Data Mining II
Code
200029
Academic unit
NOVA Information Management School
Credits
7.5
Teacher in charge
Leonardo Vanneschi
Teaching language
Portuguese. If there are Erasmus students, classes will be taught in English
Objectives
The main objective of this curricular unit is introducing the main concepts and methods of supervised Machine Learning. More specifically, we will study the creation of predictive models by means of Decision Trees, Artificial Neural Networks, Genetic Programming, and Support Vector Machines.
Prerequisites
No requirement.
Subject matter
1. Introduction to Machine Learning- The concept of learning. Learing a function.
- Concept of generalization. Training set e test set.
- Supervised and unsupervised learning.
- Classification and clustering.
- Performance of a classifier. Data splitting. Crossvalidation and its variants. Precision e Recall. F-measure. K-statistic.
- The concept of feature. Feature selection.
2. Decision Trees
- General Functioning of the method
- Examples of application
3. Neural Networks
- Introduction
- Perceptron:
- One neuron model
- Perceptron Learning Rule.
- Convergence theorem of Perceptron.
- Main activation functions.
- Adaline:
- general structure
- Delta rule. The concept of gradient descent.
- Linearly separable and non-linearly separable problems.
- Layers of hidden neurons.
- Theorem of Universal Approximation.
- Backpropagation
- Ciclic or recursive Neural Networks:
- Jordan Networks
- Elman Networks
- Hopfield Networks (the concept of associative memory, Hebb learning rule).
- Examples of application
4. Support Vector Machines
- General functioning
- Kernel functions
- Examples of application
5. Genetic Programming
- Representation of solutions and principal differences with Genetic Algorithms.
- Genetic Operators
- Fitness Calculation
- Property of Closure and Sufficiency
- Steady State.
- Automatically Defined Functions (ADF).
- GP Benchmarks (even parity, multiplexer, symbolic regression, artificial ant on the Santa Fe trail).

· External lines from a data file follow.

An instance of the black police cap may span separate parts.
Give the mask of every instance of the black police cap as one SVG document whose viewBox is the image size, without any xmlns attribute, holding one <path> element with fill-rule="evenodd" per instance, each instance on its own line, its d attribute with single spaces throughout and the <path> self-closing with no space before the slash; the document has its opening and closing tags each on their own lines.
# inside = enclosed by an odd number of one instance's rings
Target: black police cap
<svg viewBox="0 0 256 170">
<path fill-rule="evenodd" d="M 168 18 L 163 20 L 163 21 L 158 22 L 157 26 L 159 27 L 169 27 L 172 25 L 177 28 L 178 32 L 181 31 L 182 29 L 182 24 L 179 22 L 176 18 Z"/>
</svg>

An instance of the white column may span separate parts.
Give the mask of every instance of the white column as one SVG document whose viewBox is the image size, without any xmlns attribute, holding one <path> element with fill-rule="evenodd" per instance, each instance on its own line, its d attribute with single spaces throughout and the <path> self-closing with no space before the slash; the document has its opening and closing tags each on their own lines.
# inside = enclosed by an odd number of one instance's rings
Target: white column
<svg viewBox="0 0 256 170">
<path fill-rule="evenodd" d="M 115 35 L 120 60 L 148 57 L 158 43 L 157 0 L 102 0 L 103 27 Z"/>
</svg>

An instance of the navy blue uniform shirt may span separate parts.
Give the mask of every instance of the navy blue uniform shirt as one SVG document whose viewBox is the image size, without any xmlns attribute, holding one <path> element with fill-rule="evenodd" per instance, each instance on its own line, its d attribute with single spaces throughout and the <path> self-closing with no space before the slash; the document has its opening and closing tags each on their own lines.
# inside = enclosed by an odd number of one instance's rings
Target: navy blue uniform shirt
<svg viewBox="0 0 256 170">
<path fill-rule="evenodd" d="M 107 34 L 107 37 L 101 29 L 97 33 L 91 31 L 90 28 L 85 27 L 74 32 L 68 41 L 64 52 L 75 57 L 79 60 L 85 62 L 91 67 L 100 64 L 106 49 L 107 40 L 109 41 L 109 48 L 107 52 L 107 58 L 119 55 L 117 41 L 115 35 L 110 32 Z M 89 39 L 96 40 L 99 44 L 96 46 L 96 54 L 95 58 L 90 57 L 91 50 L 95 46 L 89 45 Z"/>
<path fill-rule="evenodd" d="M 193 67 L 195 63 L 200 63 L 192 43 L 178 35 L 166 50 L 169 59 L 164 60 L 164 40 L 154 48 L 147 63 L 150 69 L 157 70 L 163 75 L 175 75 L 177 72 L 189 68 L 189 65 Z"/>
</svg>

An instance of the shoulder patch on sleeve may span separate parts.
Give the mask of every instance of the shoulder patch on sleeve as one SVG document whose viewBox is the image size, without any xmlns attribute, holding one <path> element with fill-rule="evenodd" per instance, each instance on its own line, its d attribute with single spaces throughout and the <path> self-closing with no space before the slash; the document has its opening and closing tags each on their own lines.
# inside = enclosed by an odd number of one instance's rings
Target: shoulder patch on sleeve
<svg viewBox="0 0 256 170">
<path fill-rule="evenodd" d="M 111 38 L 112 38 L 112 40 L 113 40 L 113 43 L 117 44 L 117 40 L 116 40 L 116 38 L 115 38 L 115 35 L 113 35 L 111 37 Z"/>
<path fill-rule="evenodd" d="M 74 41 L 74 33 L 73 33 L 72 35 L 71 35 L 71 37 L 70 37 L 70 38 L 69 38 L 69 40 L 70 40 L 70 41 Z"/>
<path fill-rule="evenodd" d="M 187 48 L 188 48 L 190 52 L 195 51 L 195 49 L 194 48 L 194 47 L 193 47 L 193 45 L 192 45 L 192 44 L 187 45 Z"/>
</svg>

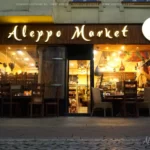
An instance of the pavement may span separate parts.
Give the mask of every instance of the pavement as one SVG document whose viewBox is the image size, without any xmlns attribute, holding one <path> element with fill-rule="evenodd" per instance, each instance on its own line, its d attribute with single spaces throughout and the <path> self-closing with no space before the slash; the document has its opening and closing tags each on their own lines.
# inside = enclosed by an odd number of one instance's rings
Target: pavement
<svg viewBox="0 0 150 150">
<path fill-rule="evenodd" d="M 149 150 L 150 118 L 0 118 L 0 150 Z"/>
</svg>

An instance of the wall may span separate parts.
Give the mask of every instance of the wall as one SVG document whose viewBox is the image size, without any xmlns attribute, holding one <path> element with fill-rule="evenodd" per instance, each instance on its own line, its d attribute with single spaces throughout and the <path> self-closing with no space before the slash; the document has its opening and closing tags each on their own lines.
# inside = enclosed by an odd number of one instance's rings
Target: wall
<svg viewBox="0 0 150 150">
<path fill-rule="evenodd" d="M 53 0 L 0 0 L 0 16 L 52 15 Z"/>
<path fill-rule="evenodd" d="M 143 23 L 150 5 L 122 5 L 121 0 L 101 0 L 95 6 L 71 6 L 69 0 L 0 0 L 0 16 L 47 15 L 55 23 Z"/>
<path fill-rule="evenodd" d="M 121 0 L 101 0 L 95 6 L 62 6 L 62 1 L 54 8 L 56 23 L 143 23 L 150 13 L 150 5 L 122 5 Z"/>
</svg>

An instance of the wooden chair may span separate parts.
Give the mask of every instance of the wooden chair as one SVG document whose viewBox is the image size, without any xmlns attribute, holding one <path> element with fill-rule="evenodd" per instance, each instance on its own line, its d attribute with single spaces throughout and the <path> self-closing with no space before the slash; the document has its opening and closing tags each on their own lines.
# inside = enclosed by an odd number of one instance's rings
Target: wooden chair
<svg viewBox="0 0 150 150">
<path fill-rule="evenodd" d="M 13 116 L 13 108 L 15 110 L 15 115 L 19 115 L 18 108 L 20 103 L 16 101 L 12 101 L 12 89 L 10 83 L 5 83 L 0 85 L 1 90 L 1 99 L 2 99 L 2 105 L 1 105 L 1 114 L 4 115 L 4 106 L 9 106 L 9 117 Z"/>
<path fill-rule="evenodd" d="M 138 111 L 143 108 L 148 109 L 150 116 L 150 87 L 144 88 L 144 101 L 138 102 Z"/>
<path fill-rule="evenodd" d="M 127 107 L 132 106 L 134 113 L 127 112 Z M 123 98 L 123 115 L 127 116 L 139 116 L 137 107 L 137 81 L 124 81 L 124 98 Z"/>
<path fill-rule="evenodd" d="M 32 94 L 31 94 L 31 102 L 29 102 L 29 110 L 30 110 L 30 117 L 32 116 L 39 116 L 39 114 L 35 114 L 35 108 L 38 106 L 41 107 L 40 109 L 40 116 L 44 116 L 44 91 L 45 85 L 44 84 L 32 84 L 31 86 Z M 34 108 L 35 106 L 35 108 Z"/>
<path fill-rule="evenodd" d="M 106 117 L 106 109 L 108 109 L 108 108 L 111 109 L 111 114 L 113 116 L 112 103 L 102 102 L 101 91 L 99 88 L 92 87 L 92 99 L 93 99 L 94 104 L 93 104 L 91 116 L 93 116 L 94 111 L 99 108 L 104 110 L 104 117 Z"/>
<path fill-rule="evenodd" d="M 54 101 L 48 101 L 45 103 L 45 108 L 46 108 L 46 116 L 59 116 L 59 99 L 60 99 L 60 88 L 61 86 L 53 86 L 52 87 L 54 89 L 55 92 L 55 98 Z M 49 113 L 49 108 L 53 107 L 55 109 L 55 112 L 53 114 Z"/>
</svg>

- Parallel and Distributed Genetic Programming (definition and experimental study).
- Diversity and premature convergence
- Open issues and new trends in GP
- integration of semantic awareness in GP
Bibliography
"Machine Learning" Tom Mitchell McGraw-Hill, 1997; "A Brief Introduction to Neural Networks" D. Kriesel 2007.; "Introduction to Data Mining", Chapter 4 Pang-Ning Tan, Michael Steinbach, and Vipin Kumar 2006.; "An Introduction to Support Vector Machines for Data Mining" Robert Burbidge and Bernard Buxton 2001; "A field guide to genetic programming" Riccardo Poli, William B. Langdon and Nicholas Freitag McPhee, 2008.
Teaching method
Theoretical classes: board + slides; Practical casses: slides + projection of exercises and examples using various software environments.
Evaluation method
20% project number 1, 20% project number 2, 60% final exam.